Abstract

Genome-wide association studies have helped us identify thousands of common variants associated with several widespread complex diseases. However, for most traits, these variants account for only a small fraction of phenotypic variance or heritability. Next-generation sequencing technologies are being used to identify additional rare variants hypothesized to have higher effect sizes than the already identified common variants, and to contribute significantly to the fraction of heritability that is still unexplained. Several pooling strategies have been proposed to test the joint association of multiple rare variants, because testing them individually may not be optimal. Within a gene or genomic region, if there are both rare and common variants, testing their joint association may be desirable to determine their synergistic effects. We propose new methods to test the joint association of several rare and common variants with binary and quantitative traits. Our association test for quantitative traits is based on genotypic and phenotypic measures of similarity between pairs of individuals.
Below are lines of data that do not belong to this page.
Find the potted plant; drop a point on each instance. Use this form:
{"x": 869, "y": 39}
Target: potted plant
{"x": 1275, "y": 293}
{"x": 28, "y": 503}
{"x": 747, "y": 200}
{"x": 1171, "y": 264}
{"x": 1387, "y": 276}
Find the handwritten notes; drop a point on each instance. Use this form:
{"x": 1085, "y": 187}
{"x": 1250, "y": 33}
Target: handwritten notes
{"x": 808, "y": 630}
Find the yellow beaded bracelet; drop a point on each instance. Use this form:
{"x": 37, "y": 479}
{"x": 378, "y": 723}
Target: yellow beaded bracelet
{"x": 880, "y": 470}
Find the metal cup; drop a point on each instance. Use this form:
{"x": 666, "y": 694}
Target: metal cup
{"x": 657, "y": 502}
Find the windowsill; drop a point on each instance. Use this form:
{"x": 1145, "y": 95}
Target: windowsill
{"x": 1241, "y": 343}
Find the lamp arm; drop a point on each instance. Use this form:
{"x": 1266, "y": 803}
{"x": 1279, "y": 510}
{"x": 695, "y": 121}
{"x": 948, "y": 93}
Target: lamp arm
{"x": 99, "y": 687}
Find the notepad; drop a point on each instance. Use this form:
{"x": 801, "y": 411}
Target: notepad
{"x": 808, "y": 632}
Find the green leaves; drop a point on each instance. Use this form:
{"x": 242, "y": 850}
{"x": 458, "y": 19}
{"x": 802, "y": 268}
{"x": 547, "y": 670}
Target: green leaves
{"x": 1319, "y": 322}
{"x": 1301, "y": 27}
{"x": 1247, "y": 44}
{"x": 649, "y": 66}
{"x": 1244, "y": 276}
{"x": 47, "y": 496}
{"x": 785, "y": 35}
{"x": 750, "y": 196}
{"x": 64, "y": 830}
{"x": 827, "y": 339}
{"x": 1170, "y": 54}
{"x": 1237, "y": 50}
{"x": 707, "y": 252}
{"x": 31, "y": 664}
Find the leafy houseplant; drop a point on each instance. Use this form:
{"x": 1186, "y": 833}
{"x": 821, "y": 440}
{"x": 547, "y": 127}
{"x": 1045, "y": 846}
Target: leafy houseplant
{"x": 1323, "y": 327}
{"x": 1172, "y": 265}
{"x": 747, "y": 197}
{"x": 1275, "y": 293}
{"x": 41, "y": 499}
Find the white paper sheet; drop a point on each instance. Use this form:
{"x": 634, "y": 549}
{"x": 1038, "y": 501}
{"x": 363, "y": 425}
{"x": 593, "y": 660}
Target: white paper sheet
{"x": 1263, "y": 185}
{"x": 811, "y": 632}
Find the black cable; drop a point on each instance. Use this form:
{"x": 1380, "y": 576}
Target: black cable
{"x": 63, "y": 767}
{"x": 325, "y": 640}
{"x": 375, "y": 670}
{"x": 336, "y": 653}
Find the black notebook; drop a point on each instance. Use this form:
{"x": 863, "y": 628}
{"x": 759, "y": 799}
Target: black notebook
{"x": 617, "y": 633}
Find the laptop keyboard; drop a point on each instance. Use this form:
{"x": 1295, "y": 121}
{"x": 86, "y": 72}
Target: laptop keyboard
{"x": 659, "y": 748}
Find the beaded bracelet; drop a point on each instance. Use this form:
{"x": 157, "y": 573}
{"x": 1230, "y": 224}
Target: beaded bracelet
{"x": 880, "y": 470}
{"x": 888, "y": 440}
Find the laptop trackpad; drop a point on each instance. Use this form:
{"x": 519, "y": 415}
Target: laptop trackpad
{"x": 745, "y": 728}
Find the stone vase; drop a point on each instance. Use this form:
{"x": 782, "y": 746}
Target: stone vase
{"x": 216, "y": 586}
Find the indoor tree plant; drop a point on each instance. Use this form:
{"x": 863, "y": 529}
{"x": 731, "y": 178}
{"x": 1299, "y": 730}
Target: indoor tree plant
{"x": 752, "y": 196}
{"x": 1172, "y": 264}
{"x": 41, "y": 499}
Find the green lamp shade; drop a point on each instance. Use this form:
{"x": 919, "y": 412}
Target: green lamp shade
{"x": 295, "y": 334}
For the binary trait or case-control samples, we recently proposed an association test based on the genotypic similarity between individuals. Here, we develop a modified version of this test for rare variants. Our tests can be used for samples taken from multiple subpopulations. The power of our test statistics for case-control samples and quantitative traits was evaluated using the GAW17 simulated data sets. Type I error rates for the proposed tests are well controlled. Our tests are able to identify some of the important causal genes in the GAW17 simulated data sets.

Highlights

  • Genome-wide association studies have helped us to understand the genetic basis of several complex diseases and have identified thousands of variants associated with such diseases [http://www.genome.gov/gwastudies]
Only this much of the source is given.